I have never been using Eclipse only AS, so I cannot say which one is 
better, but I decided to learn the new tool and not the old one !


Hi Guys,
>
> I didn't realize that Android Studio is the "official" IDE now.  Do you 
> know why they are moving away from Eclipse and ADT?  There is a lot of 
> infrastructure there...
>
> I tried to use Android Studio awhile back (version 0.8.something) and 
> never succeeded in getting a project to build.  I kept getting Gradle 
> errors and it would not work no matter what I tried.  Since AS is the 
> "official" IDE, I took a crack at getting the IOIO sources set up in it 
> yesterday and once again, I failed miserably.  I managed to get the base 
> IOIOLib built in AS as a simple Java module (I refactored the Log class to 
> remove the dependency on the classes in the target/android and target/pc 
> folders), but I spent about 4 hours trying to make simple Android project 
> (for IOIOLib_Android) that simply used the core IOIOLib project as a module 
> and I could not make it work.  From what I can see, to consume the library 
> in source form, AS always "copies" the whole library source tree into the 
> current project (this seems wrong), but even when I add the dependency on 
> this embedded module, it would not work.  It simply would not resolve the 
> classes.
>
> I tried to revisit it this morning and figured I would start from scratch 
> and import one of the basic samples (File > Import Sample...) and not even 
> this works.  The code that gets imported is immediately mangled by AS and 
> gives Gradle errors that I could only resolve by manually editing the 
> Gradle build files.  This is the same nightmare I had the last time I tried 
> to use AS.  Frankly, it blows my mind that you would need to edit build 
> files for the simplest of projects.  Just do a Google search for "android 
> studio external library dependency" and you'll see just how many people are 
> having issues with this.  Why is this so difficult?  I can understand 
> having the "power of Gradle" at your fingertips, but I can hack Ant files 
> to do amazing things too if I want to.  
> For me, Eclipse+ADT just works out of the box.  Indeed, I had Eclipse 
> building a sample with the latest code and was debugging (over wifi no 
> less) in 20 minutes after giving up on AS this morning.  I gave AS a 
> *really* earnest try and lost an entire day trying to make the simplest of 
> tasks work.  Is this really a 1.0 release??
>
> I'd be willing to help out here, but for the moment, I need to get some 
> work done and I can't seem to do that in AS unless I just drop .JAR files 
> in there, which is not what you are looking for.
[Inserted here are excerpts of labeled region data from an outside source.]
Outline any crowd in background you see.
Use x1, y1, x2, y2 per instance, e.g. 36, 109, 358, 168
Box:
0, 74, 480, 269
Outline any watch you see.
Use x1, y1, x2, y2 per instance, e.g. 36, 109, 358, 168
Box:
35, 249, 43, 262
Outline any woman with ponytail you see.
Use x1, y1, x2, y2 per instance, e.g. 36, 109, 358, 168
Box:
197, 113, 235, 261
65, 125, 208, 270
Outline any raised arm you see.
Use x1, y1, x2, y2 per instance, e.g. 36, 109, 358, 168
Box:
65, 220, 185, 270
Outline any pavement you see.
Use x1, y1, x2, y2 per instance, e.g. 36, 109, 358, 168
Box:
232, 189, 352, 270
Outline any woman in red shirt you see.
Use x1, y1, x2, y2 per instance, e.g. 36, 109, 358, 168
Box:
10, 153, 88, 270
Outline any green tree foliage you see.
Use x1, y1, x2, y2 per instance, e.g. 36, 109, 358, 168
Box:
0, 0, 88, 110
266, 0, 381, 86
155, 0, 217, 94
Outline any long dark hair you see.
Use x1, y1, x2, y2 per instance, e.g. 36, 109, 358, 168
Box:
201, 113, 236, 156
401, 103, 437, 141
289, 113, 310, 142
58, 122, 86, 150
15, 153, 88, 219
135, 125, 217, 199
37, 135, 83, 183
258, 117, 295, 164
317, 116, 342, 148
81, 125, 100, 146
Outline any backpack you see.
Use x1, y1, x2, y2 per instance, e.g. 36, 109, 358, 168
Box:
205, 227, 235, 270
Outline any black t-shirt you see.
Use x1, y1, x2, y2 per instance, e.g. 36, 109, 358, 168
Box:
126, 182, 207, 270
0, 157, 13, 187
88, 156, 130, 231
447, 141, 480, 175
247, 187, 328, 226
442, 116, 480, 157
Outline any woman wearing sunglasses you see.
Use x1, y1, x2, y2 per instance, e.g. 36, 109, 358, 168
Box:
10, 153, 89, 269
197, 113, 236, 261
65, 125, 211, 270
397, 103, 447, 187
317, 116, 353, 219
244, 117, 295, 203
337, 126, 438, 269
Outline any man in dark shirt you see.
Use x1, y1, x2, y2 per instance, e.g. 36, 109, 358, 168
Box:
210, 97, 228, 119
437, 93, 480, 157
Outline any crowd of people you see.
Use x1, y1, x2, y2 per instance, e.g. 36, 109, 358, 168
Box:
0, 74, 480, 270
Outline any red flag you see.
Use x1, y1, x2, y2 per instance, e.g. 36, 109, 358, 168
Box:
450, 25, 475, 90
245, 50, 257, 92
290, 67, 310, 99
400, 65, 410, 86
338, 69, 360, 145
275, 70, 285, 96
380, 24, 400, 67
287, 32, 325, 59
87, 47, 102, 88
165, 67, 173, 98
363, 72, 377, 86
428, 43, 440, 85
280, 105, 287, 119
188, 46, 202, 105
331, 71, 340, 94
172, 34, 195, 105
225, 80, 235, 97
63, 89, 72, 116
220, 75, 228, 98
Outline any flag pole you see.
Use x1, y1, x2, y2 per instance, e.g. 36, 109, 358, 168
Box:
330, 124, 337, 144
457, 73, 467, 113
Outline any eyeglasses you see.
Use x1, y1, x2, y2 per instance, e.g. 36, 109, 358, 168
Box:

I'm going back to Eclipse 
> for the moment, but if anyone has made any better progress than I have, I'd 
> be happy to hear about it and lend a hand when I can fit it in.
>
> Regards,
> Mark.
>
>
> On Sunday, 21 December 2014 13:24:03 UTC-5, Ytai wrote:
>>
>> @Heikki, thanks, but I'm looking for deeper integration than building a 
>> JAR. A JAR doesn't contain Android resources, manifest files etc., which 
>> are important to reduce the amount of boilerplate the application that uses 
>> them then needs to do.
>>
>> @Adam, AAR sounds like the right direction. I'll take you up on your 
>> offer. Any chance you can send a draft pull request with some explanations 
>> for a noob like me.
>>
>> @Al, I hear you. I will consider leaving both platforms supported, 
>> although if I had to make a choice I would go for the officially supported 
>> thing. Ideally, if all libraries are Maven targets the choice of IDE used 
>> for app development becomes less critical.
>>
>> On Sat, Dec 20, 2014 at 12:14 AM, Al B <[email protected]> wrote:
>>>
>>> I'm not sure I follow the subject of this thread "Time to move IOIO to 
>>> Android Studio".  Does it mean that IOIO is planning to not longer support 
>>> the Eclipse IDE?  That will be sad.  Come one?  Not now that I can set my 
>>> Luna environment to look like the Studio (see attachment).